Everyone loves a good story. Even if your prospect has no idea what your business does or why they should care, they will respond to a well‐told story showcasing the human impact of your work.

As we argue in The power of emotion in B2B content marketing, this approach is one of the most powerful weapons in the content marketing arsenal. It’s simply the best way attract someone completely new to your business and get them engaging with your content.

You can do this by applying journalistic principles to find the stories bubbling beneath the surface within your organisation, like GE does with its excellent GE Reports content hub. Or, you can simply invent a tale to draw your readers in, like the Wall Street Journal did with this classic sales letter.

Making the six leads work for your business

With these six leads under your belt, you’re instantly in a far better position to go out and create winning content campaigns.

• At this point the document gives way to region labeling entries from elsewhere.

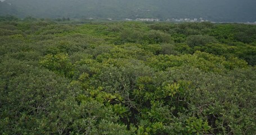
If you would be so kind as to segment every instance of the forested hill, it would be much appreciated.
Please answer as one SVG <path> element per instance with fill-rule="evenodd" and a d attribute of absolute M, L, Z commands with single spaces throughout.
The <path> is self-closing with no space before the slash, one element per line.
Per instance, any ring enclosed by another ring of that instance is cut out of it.
<path fill-rule="evenodd" d="M 20 17 L 199 18 L 212 21 L 254 22 L 254 0 L 6 0 L 0 15 Z"/>

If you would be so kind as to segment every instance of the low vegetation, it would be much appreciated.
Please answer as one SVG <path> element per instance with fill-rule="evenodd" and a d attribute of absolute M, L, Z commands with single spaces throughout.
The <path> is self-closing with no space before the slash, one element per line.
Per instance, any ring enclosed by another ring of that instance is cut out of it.
<path fill-rule="evenodd" d="M 0 20 L 2 134 L 256 133 L 256 26 Z"/>

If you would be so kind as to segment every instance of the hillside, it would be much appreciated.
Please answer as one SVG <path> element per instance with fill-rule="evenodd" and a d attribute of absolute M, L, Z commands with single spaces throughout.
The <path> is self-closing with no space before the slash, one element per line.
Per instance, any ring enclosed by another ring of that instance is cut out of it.
<path fill-rule="evenodd" d="M 2 134 L 256 134 L 255 25 L 6 19 Z"/>
<path fill-rule="evenodd" d="M 11 5 L 9 5 L 11 3 Z M 254 0 L 7 0 L 0 15 L 44 18 L 200 18 L 212 21 L 256 21 Z"/>

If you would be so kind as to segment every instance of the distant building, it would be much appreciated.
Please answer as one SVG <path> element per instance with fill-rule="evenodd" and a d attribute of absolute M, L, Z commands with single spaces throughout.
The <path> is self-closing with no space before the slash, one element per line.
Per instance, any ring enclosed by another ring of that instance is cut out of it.
<path fill-rule="evenodd" d="M 160 19 L 136 19 L 136 21 L 159 21 Z"/>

Every marketing funnel is different, and the mix of tactics and content formats you use will depend on what your business does. But, no matter what industry you work in: the basics of grabbing someone’s attention and engaging them with copy are always the same.

Consider how aware your audience is of your offering and tailor your opening to appeal directly to their existing desires and fears. Make your copy urgent, useful, unique and ultra‐specific and people will read it.

So, say goodbye to disappointing marketing reports and underwhelming stats. Put the simple ideas we’ve outlined here into practice and start reaping the benefits of superior content marketing today.